Yields of the early rice crop in Arkansas this year were good and in some cases very good. However, yields became more variable as harvest progressed.
The best assessments are that the last half of the crop would not be as promising as some of the yields for the earlier crop.
There were reports from some sources that Arkansas is harvesting a bumper crop. It looks more like a bent fender crop right now as I write this. I’ve heard about money problems and producers cutting corners on fungicides and nitrogen.
Everyone knows these things make a crop green but some producers lacked the green in their wallets to buy them this year. We are still behind the yield curve.
Back in early May, some were forecasting a 5 percent increase in rice acreage while our sources were thinking it would be down 12 percent or more.
We’re probably looking at a 190 million hundredweight crop, which is about where we pegged it on May 13. The biggest swing is out of Arkansas.
I wish we could have had reliable reports earlier in the season. We have been shocked by the eventual acreage cut this year, the rice stocks in August and now the rice yields in Arkansas. It has given rice futures goose bumps in the last five months.
Enough of the market spin in Arkansas, what about the world market situation and its inevitable spin factors?
Thailand had a coup in 2006, and the bears in Asia are saying this changes everything. Will the Thai government stop supporting prices? What will happen to prices?

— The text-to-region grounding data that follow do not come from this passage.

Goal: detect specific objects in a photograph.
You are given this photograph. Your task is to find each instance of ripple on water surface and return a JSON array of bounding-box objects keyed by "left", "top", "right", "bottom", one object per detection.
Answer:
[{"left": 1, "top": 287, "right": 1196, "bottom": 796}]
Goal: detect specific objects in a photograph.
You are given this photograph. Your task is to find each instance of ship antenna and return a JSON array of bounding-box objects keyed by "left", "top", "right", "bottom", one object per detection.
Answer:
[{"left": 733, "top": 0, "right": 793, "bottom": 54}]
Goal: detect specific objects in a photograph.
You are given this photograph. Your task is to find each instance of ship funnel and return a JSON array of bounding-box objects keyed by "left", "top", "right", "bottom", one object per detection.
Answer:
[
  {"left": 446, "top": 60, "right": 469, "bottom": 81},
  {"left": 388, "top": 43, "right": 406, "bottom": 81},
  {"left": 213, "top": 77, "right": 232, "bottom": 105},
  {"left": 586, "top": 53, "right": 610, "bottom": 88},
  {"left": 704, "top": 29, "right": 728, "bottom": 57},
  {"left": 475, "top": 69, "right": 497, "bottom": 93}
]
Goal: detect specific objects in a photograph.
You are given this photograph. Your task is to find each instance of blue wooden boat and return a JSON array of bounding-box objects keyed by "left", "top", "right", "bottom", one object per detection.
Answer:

After another Thailand coup in 1992, the price of rice plunged over the following 12 months. But the price fell because the Vietnamese government jumped into the market, dumping rice in 1992 and in 1993.
Now the opposite is the case, Vietnamese prices are rising; they are running out of rice and may have lower production this year and next. I believe prices will be up in 2006-2007.
Thailand is not alone in supporting higher rice farm prices. India, China and Indonesia have all gotten on the rice support bandwagon.
The world market price in local markets continues to edge higher at the wrong time of the year — as we are moving into the main crop harvest for Asia. Prices are moving higher because production is not going up much in China, Indonesia or in Vietnam.
Rice production is going up in India, which is the good news for India. Government rice procurement is up in India, which is double good news. India has also become a huge importer of wheat, just when Australia’s wheat and rice crops may be lowered by 50 percent or more this fall.
It is best to think of this situation in terms of food grains. We are in a food grain bull market and the current El Niño has crunched out hurricanes in the Atlantic and hurt the Australian wheat crop. If this El Niño stays around through 2007 — and remember we have had El Niños that lasted awhile — then it could bump into India next summer and turn their rice crop from bumper crop to a bent fender as well.
The El Niño forecast has gone from mild to moderate, and its impact has been like a punch in the face for global food grain production around the Pacific region so far this year, and it is still gaining momentum.
This is why I like El Niños. There is an agreed upon database and the science is relatively straightforward. Every El Niño forecast has the name of the forecaster tied to it. If only Arkansas rice forecasts could be so clear-cut.